At Voronezh State Technical University (VorSTU), such work is carried out by the Department of Solid-State Physics.
⚡️ Results
During 2012-2016, I was a material scientist at The Laboratory of Ferroelectrics at VorSTU. The areas of scientific interest of our group were: ferroelectrics, lead-free ferroelectric ceramics, ferroelastics, multiferroics, relaxation phenomena in solids, second-order phase transitions.
My goals:
- R&D projects on new lead-free ceramics
- materials design of perovskite solid solutions;
- selection of stoichiometric coefficients for new solid solutions (including Aurivillius phase structures);
- preparation of a mixture of raw materials for the synthesis of a given solid solution;
- production of samples (including high-temperature sintering of ceramic compositions);
- conducting a physical experiment in a wide range of temperatures and frequencies (from −195.75 to 700 °C, from 0.5 to 100 kHz);
- analysis of the obtained results, statistical processing and their theoretical justification;
- materials design of perovskite solid solutions;
- Software development
- utility for finding functional dependencies (Fig. 4);
- utility for automated selection of stoichiometric coefficients for new chemical compounds;
- SCADA-tool for data collection from scientific instruments - electrical capacitance, electrical resistance, the imaginary part of the permittivity, the tangent of the dielectric loss angle and the reactor temperature (Fig. 5);
- Hardware development
- a high-temperature furnace with stable indicators of internal isothermal processes.

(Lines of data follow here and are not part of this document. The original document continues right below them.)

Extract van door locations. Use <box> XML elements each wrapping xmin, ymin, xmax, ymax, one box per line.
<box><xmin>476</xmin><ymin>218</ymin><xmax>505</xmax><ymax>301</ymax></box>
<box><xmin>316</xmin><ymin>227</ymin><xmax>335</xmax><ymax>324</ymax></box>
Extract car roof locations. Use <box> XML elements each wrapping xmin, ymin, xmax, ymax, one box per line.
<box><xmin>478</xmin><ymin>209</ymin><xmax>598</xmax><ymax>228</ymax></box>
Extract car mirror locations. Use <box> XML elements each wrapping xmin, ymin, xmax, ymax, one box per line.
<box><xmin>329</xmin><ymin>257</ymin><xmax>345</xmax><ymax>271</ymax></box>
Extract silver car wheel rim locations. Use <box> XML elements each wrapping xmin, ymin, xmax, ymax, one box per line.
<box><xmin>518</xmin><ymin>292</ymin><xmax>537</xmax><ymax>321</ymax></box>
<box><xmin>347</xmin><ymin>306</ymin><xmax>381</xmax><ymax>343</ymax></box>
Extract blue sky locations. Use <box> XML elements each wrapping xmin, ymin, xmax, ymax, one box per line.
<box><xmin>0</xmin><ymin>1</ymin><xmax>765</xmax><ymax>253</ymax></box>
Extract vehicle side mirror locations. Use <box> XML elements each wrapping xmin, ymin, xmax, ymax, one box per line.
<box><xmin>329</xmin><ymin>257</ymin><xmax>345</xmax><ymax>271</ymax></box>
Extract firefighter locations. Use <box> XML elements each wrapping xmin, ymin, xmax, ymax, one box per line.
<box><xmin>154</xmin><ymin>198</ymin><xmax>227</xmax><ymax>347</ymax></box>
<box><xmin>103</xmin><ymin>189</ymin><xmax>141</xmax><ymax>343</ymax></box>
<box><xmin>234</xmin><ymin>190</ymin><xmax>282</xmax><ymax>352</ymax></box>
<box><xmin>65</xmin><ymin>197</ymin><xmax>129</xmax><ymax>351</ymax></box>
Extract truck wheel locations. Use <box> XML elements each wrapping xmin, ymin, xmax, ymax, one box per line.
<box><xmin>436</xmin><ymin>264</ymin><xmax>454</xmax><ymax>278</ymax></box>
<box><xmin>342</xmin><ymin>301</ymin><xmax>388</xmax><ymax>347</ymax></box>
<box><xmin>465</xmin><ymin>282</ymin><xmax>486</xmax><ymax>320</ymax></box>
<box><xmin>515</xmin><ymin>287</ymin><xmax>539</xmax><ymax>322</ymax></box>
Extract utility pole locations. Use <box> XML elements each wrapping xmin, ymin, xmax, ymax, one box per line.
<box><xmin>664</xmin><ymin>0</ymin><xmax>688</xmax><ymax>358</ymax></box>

Published scientific achievements:
- Crossover from an Ordinary Ferroelectric to a Relaxor in Sr(2+x)Bi(4-x)Ti(5-x)NbxO18 (Gridnev et al., 2016);
- Relaxor Behavior of Layered Perovskite Sr2.8Bi3.2Ti4.2Nb0.8O18 (Gridnev et al., 2015);
- Crossover Normal Ferroelectric to Relaxor Ferroelectric in Sr(2+x)Bi(4-x)Ti(5-x)NbxO18 (Gridnev et al., 2015);
- Phase Transitions in a Family of New Ferroelectric Materials with a Layered Aurivillius Structure (Gridnev et al., 2015);
- Preparation and dielectric properties of (x)BiLi0.5Sb0.5O3 — (1−x)Na0.5Bi0.5TiO3 solid solution (Zhivotenko et al., 2014).
⚡️ Fun fact
In 2015, The Second Russia-China Workshop on Dielectric and Ferroelectric Materials (RuChWDFM-2) was held (Fig. 6), at which my colleagues and I presented one of the scientific papers. Can you find me?